Seperti yang diungkapkan Tarmizi, warga setempat sebagaimana diberitakan sebelumnya oleh media ini, "Sepertinya hanya ganti supir saja Pemda ini." Kritik ini menunjukkan betapa masyarakat merasa perubahan tampuk pemerintahan belum nampak membawa perubahan substantif terhadap praktik ilegal yang sudah berakar.

---

 *Kini, Kesimpulannya Antara Membiarkan atau Menyelamatkan Masa Depan?* 

PETI di Sungai Batang Batahan adalah cerminan kegagalan sistemik dalam mengelola sumber daya alam Indonesia dengan berkelanjutan dan adil. Jika tidak segera ditangani dengan:

1. Penegakan hukum tegas dan transparan,
2. Penyediaan solusi ekonomi alternatif yang layak,
3. Pemulihan lingkungan yang serius,
4. serta partisipasi masyarakat dalam pengawasan,
5. maka kerusakan lingkungan, ketidakadilan ekonomi, dan runtuhnya kepercayaan terhadap negara akan menjadi warisan yang sulit diperbaiki.

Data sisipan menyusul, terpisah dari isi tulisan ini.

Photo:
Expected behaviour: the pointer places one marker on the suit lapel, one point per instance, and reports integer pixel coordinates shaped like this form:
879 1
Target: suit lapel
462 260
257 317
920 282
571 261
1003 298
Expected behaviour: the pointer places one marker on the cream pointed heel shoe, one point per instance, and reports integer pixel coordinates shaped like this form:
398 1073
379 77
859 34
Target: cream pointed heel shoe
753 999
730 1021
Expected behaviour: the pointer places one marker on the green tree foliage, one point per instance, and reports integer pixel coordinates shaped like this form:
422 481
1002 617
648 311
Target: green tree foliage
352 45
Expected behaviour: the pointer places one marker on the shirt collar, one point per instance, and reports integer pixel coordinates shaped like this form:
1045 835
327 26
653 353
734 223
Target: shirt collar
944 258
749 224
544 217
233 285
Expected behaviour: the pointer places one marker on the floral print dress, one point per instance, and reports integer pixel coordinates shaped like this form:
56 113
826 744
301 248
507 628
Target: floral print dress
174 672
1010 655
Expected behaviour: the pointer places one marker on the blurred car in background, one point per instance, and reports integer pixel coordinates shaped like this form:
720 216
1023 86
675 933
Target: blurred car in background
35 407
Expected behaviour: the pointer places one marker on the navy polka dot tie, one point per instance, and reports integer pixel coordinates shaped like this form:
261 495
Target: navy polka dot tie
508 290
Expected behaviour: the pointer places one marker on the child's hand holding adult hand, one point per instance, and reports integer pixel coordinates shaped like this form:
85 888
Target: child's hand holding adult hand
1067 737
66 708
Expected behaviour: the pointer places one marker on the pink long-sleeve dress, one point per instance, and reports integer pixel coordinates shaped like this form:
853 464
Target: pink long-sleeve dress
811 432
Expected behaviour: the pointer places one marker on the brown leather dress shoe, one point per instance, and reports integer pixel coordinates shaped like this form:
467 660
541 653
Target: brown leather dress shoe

Masyarakat kini menunggu: apakah pemerintah daerah dan aparat hukum akan memilih menjadi pelindung kekayaan sumber daya bumi dan rakyatnya — atau tetap menjadi penonton sambil tetap pura-pura bingung atas kehancuran yang terus berjalan masif, perlahan dan terstruktur. []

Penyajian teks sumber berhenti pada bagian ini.